I asked her who was performing the role now and she indicated, in fact, they had someone who was in the role temporarily but didn’t want to continue to do it based on the location. She said they were working out quite well but can’t be convinced to stay in the rural location and wanted to be back in the home office (city based). I asked her if prior to this person going into this role, they had any experience leading a safety function in a large manufacturing environment. When she told me no, I knew that the Jedi mind trick could be used.

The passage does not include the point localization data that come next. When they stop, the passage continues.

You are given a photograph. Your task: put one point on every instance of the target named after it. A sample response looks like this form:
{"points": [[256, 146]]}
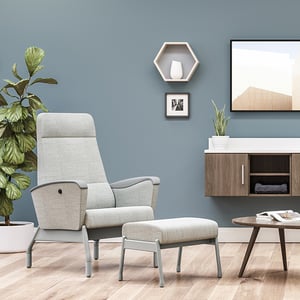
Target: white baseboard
{"points": [[265, 235], [242, 235]]}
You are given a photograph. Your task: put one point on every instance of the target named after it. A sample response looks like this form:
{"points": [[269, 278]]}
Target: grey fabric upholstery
{"points": [[154, 235], [168, 231], [73, 194]]}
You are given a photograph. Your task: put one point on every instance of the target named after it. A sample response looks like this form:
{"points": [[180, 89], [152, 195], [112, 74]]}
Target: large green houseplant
{"points": [[18, 111], [220, 121], [220, 139]]}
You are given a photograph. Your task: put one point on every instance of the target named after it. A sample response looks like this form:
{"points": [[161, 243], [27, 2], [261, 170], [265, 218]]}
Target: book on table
{"points": [[287, 215]]}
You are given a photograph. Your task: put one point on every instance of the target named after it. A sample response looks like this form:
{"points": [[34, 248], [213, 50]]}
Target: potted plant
{"points": [[220, 139], [18, 111]]}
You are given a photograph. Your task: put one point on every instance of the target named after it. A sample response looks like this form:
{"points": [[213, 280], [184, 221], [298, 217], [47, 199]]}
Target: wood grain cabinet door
{"points": [[295, 174], [226, 174]]}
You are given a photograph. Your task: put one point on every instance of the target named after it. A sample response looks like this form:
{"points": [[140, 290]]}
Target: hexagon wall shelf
{"points": [[179, 51]]}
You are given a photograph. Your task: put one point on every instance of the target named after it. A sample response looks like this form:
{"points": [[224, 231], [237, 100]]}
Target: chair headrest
{"points": [[65, 125]]}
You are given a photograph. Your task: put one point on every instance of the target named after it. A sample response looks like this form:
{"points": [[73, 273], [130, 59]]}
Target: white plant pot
{"points": [[176, 71], [220, 142], [16, 238]]}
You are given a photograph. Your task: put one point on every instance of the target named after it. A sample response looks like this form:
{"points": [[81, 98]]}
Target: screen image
{"points": [[265, 75]]}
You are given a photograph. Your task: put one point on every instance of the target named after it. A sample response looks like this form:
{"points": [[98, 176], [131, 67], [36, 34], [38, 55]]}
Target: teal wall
{"points": [[102, 51]]}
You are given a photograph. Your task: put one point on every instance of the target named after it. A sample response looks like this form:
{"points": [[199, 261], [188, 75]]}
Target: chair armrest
{"points": [[137, 191], [60, 204]]}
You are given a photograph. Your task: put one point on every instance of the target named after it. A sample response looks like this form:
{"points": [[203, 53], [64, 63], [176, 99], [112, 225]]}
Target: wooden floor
{"points": [[58, 273]]}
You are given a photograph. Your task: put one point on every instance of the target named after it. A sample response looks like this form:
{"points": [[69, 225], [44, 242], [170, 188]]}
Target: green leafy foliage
{"points": [[220, 121], [18, 129]]}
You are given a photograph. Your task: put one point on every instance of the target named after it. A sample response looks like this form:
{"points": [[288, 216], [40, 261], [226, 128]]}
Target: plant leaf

I spoke to her at length about leveraging this knowledge with the hiring manager and working with him to identify what makes the incumbent’s performance so good, and then start your search based on that. In other words, if you know that you can train on safety knowledge, than you are really looking for someone with the analytical ability to identify and diagnose mechanical issues at the plant that can cause safety impacting concerns. You need someone who has displayed vision and foresight in a previous capacity and is looking to make their next career move and are willing to go to a rural location to do it. Bottom line – anyone doing this role now is not going to make a lateral move to a new company at a rural location to do the same thing.

This is the classic case of where the recruiting Jedi mind trick can work – you need to convince the hiring manager that the person that is currently an Engineering Safety Manager with the full set of skills and qualifications desired is, in fact, NOT the candidate they are looking for. What they really are looking for, is someone with transferable skills that can show you that what they have done in a previous/current role correlates to what you are looking for in your open position.

What about you? Do you think the recruiting Jedi mind trick can work for you? As always, I welcome your thoughts and feedback.